Dwelling on Pain Interferes with Fibromyalgia Patients’ Ability to Control It, Study Finds

Dwelling on Pain Interferes with Fibromyalgia Patients’ Ability to Control It, Study Finds

Researchers found that dwelling on pain, magnifying its threat, and feeling helpless about it impairs fibromyalgia (FM) patients’ ability to control it and leads to its exacerbation.

Scientists refer to this pre-occupation with pain as pain catastrophizing. Reducing pain catastrophizing may help improve FM symptoms, the researchers said.

Their study, “Catastrophizing Interferes with Cognitive Modulation of Pain in Women with Fibromyalgia,” was published in the journal Pain Medicine.

Fibromyalgia is a chronic pain condition that is also accompanied by sleep disturbance, fatigue, and cognitive problems.

The experience of pain in FM is influenced by many factors, including psychological, biological, behavioral, cognitive, and social. One factor, pain catastrophizing, is a cognitive and emotional response to pain that involves a tendency towards dwelling on it, magnifying the threat associated with it, and feeling helpless.

Doctors know that pain catastrophizing is related to symptom severity, disability, distress, and poor prognosis. Experimentally, pain catastrophizing has been shown to be associated with increased anticipation, greater sensitivity, and exaggerated brain responses to pain stimuli.

Pain modulation refers to a change in pain sensitivity that is mediated by both internal and external factors, the latter of which can include mood, distraction, and exercise. An example of pain modulation is a person feeling less pain when they are distracted. Dysfunctional pain modulation is associated with increased risk of chronic pain and is characteristic of FM.

There is limited data on the relationship between catastrophizing and pain modulation in FM. So researchers decided to study the relationship between pain catastrophizing and brain responses to pain in FM patients and healthy controls.

Twenty women with FM and 18 healthy controls underwent functional magnetic resonance imaging while receiving pain stimuli, some administered alone and some during distracting cognitive tasks.

In the study, the ability to modulate pain was demonstrated if the pain ratings were lower when an individual was distracted than when they received the pain stimuli without being distracted.

Pain ratings were assessed after each stimulus, and catastrophizing was assessed using the Pain Catastrophizing Scale (PCS).
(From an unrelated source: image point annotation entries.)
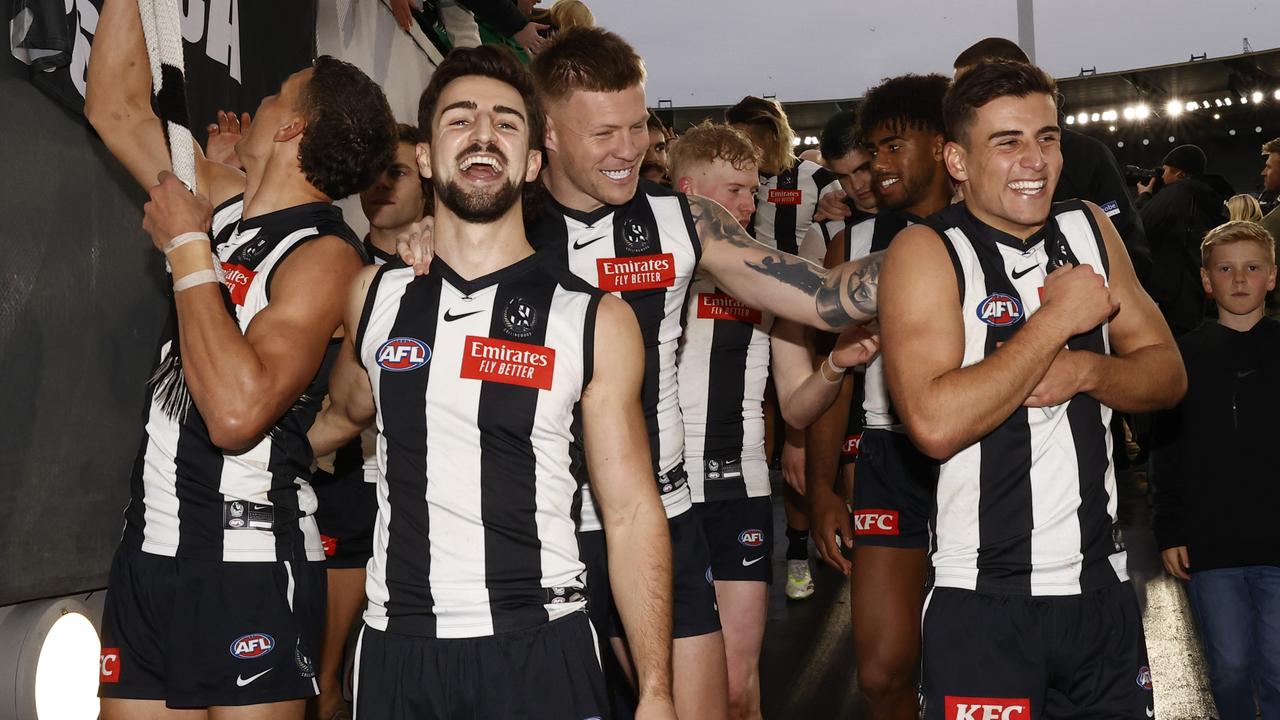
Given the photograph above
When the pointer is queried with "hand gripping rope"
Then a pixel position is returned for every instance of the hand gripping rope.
(161, 26)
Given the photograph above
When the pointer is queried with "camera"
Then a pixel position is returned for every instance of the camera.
(1133, 174)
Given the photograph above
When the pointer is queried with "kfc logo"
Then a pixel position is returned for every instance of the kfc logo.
(876, 523)
(109, 665)
(988, 707)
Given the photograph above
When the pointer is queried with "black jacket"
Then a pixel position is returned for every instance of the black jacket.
(1216, 459)
(1175, 220)
(1091, 172)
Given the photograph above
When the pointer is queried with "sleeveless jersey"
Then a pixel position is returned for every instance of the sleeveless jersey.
(644, 251)
(723, 367)
(786, 203)
(1031, 507)
(873, 235)
(475, 384)
(191, 499)
(360, 455)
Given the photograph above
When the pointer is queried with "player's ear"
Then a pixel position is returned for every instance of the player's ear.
(954, 156)
(423, 154)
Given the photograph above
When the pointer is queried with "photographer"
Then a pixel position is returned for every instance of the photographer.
(1176, 218)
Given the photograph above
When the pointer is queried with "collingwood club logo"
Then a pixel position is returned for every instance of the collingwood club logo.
(519, 318)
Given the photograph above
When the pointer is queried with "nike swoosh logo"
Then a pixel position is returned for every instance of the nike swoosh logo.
(449, 317)
(242, 682)
(581, 245)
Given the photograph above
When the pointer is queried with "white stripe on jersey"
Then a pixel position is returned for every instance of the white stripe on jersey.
(1056, 542)
(699, 399)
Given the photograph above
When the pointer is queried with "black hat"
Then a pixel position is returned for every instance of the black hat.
(1187, 158)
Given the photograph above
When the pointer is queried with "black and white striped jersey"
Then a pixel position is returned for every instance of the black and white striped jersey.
(645, 253)
(818, 238)
(786, 203)
(1031, 507)
(723, 367)
(873, 235)
(191, 499)
(475, 384)
(360, 455)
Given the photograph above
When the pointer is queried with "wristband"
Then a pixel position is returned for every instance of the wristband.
(192, 279)
(183, 240)
(839, 372)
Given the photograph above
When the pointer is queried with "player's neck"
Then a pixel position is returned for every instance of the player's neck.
(475, 250)
(563, 191)
(937, 197)
(277, 188)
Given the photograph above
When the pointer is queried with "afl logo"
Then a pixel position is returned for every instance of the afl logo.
(1000, 310)
(403, 354)
(254, 645)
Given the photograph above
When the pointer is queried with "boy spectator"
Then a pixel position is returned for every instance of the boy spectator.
(1215, 510)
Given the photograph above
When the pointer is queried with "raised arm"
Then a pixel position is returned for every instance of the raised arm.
(807, 388)
(118, 105)
(350, 406)
(635, 524)
(1144, 370)
(781, 283)
(947, 408)
(243, 383)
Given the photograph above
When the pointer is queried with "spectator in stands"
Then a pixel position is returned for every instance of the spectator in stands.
(1271, 187)
(1244, 208)
(1215, 465)
(1187, 206)
(570, 13)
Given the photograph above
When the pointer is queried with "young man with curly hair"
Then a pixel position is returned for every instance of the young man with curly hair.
(216, 592)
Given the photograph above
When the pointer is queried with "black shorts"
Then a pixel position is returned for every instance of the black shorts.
(694, 610)
(551, 671)
(740, 537)
(201, 633)
(347, 509)
(892, 492)
(1029, 657)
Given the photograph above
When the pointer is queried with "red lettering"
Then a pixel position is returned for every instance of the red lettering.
(876, 523)
(720, 306)
(508, 361)
(109, 665)
(987, 707)
(647, 272)
(237, 278)
(780, 196)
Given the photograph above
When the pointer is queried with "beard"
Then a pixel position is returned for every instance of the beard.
(476, 206)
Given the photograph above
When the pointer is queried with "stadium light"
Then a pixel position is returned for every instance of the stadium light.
(51, 662)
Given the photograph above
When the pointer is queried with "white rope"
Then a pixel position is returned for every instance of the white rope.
(161, 26)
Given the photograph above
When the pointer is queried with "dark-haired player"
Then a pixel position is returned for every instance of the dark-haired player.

Results showed that there was a significant relationship between PCS scores and pain ratings, with or without distraction.

“Our results show that the tendency to catastrophize about pain interferes with the neural processes involved in pain modulation in FM,” the researcher wrote.

Essentially, FM patients who exhibited higher levels of pain catastrophizing, as reflected by their PCS scores, were less able to distract themselves from pain. This indicated there were catastrophizing-related impairments in pain modulation.

“The study provides evidence that an FM patient’s tendency toward catastrophizing influences the ability to actively engage the central nervous system to inhibit pain during distraction,” the researchers wrote. “Therapies to reduce catastrophizing including cognitive-behavioral therapy and exercise may be effective for improving symptoms in FM patients via improvements in pain modulation.”